This Sunday we will be diving into scripture that has serious baggage—John 3. It is hard not to think about this passage without all the various associations—Born Again Christianity, Guys in rainbow wigs at football games waving Signs emblazoned John 3:16, or how much Belief has become central to Christian thought. How do you begin to compose a sermon on this passage without having to stop off and comment on all of that other stuff?
Well…let’s unpack a bit of that baggage here, so we don’t have to rehash it on Sunday too much. First of all, Belief. Let’s just start by saying that the Greek word that is translated belief, has very little to do with what we think of as belief. As we tend to talk about it, belief means a rational ascent to a set of doctrinal propositions. In other words, our faith is boiled down to whether or not we think that Jesus is God’s son is factually accurate. I don’t know about you, but I hear that and I just roll my eyes. There is so much baggage from the enlightenment and the broken relationship between science and faith, and frankly, just bad preaching that is hanging around that proposition. The Greek word that is so poorly translated as belief is pistuo , and it really doesn’t have anything to do with rational ascent, scientific facts, or doctrine. Pistuo is a relational word and has more to do with the way we talk about belief when we say we believe in our kid, or our spouse, or our hero. It is supportive trust that improves our lives and the lives of those we care for. As a matter of fact, the word belief in English came from the old German word belieben which meant beloved. So when we start talking about belief, get doctrine or facts out of your head. That points at the very problem that Jesus is addressing with Nicodemus in this passage. Jesus is trying to point at a different way of living, at a deeper more meaningful life, at rich relationships and ultimately at love. However, Nicodemus, much like many modern Christians, is more concerned with getting his facts straight about how this born anew stuff actually works. Nicodemus is chasing a litmus test for who gets in and who doesn’t. Isn’t it ironic that we have turned this passage, Jesus’ very teaching about living more deeply and richly into a litmus test for who gets judged and who doesn’t?
This passage may be the very definition of how we use scripture to do violence. It is about the love of God for all of creation, and yet, we use it to set up fences around ourselves, so that we are the beloved and everyone else is not. We are the enlightened, the “Born Again,” and everyone else is not. Wow, we just don’t get it do we. Last week, we spoke of Christ understanding human nature in John 2, and now we are reminded of just how broken that human nature can be—using the love of God to determine the in crowd.
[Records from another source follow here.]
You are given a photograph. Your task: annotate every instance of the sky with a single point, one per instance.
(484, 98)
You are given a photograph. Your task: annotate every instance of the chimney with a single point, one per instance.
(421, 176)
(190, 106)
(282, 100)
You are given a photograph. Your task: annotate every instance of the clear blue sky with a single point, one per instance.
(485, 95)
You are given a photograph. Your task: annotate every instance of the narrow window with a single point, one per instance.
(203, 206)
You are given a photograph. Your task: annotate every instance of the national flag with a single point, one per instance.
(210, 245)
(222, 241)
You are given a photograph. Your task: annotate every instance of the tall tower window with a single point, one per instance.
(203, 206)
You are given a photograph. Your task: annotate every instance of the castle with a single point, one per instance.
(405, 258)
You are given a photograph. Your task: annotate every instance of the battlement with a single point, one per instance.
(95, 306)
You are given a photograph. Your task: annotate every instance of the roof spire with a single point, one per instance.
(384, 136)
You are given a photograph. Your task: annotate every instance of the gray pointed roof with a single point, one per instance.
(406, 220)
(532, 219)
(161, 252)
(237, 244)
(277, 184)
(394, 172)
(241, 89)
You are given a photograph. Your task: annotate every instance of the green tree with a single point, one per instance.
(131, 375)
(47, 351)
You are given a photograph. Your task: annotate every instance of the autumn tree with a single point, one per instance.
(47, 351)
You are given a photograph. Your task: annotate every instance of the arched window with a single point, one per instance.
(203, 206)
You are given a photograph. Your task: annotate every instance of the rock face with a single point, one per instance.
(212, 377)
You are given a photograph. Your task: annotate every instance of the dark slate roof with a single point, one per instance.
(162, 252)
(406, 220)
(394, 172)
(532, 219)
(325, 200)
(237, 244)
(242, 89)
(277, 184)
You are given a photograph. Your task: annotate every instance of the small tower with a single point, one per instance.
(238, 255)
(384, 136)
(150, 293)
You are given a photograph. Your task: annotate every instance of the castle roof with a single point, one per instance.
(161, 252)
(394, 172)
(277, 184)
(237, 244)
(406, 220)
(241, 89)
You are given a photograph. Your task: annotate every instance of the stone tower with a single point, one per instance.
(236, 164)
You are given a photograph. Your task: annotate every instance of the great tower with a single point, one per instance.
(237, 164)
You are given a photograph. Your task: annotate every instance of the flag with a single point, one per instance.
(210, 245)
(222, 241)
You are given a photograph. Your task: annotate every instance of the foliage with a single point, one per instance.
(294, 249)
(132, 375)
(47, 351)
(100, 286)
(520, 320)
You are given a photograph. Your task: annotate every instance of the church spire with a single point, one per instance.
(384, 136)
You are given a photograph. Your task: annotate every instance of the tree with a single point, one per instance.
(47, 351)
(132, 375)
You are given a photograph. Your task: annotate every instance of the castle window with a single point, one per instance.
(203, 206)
Instead of using this as a test for who is in and who is out, who is judged and who is saved, we ought to head the warning that is fairly obvious in this passage. Nicodemus is a religious leader in Israel. Nicodemus is the very definition of the “in crowd.” Nicodemus is us. Nicodemus is the one that would be holding up that John 3:16 sign to point to himself as saved, with the implied threat that you other heathens better get in line. Nicodemus stands in for every one of us pew sitters out there. This story isn’t about those “other” people who are going to be judged. This story is a reminder that the moment we think that we have it, that we are the enlightened or “Born again,” that we have punched our ticket to salvation, that we better be prepared to walk away befuddled, just as Nicodemus does. This story is not about “getting it.” This story is not about being chosen, or right, or saved. This story is about God’s love for everyone—no exceptions. In fact, if we understand the Greek word pistuo more accurately as a way of life, and not simply a litmus test for who is in, it would be us Nicodemus’ who would end up on that list of the “judged.” It is striking that this passage about the religious insider is put back-to-back with the religious outsider—the Samaritan woman at the well. The religious insider doesn’t get it and walks away confounded, the outsider gets it and changes her life.
Now all of this probably comes off a bit harsh, but here is the lesson for us. God’s grace is for everyone. EVERYONE! Which means the way that we treat everyone matters because everyone is the object of God’s love. It means there are no insiders or outsiders. It means that all of those categories that we have constructed for ourselves are irrelevant. It means that our calling is to serve ALL people, not just the ones we like, or the ones who go to our church, or the ones who were born in this country, or the ones who live like we do, or the ones who are of the same faith as us, or the ones who voted the way that we did, or any other category. I know that you here this from me all the time, but this seems to be the hardest lesson for any of us to learn. It needs repeating on a regular basis.
I hope you take this to heart this week and find a way to broaden your own categories. I hope that you can find a means of living pistuo instead of just believing. On Sunday, we will take on more of the baggage by talking about the cross, and what it means for us. See you then!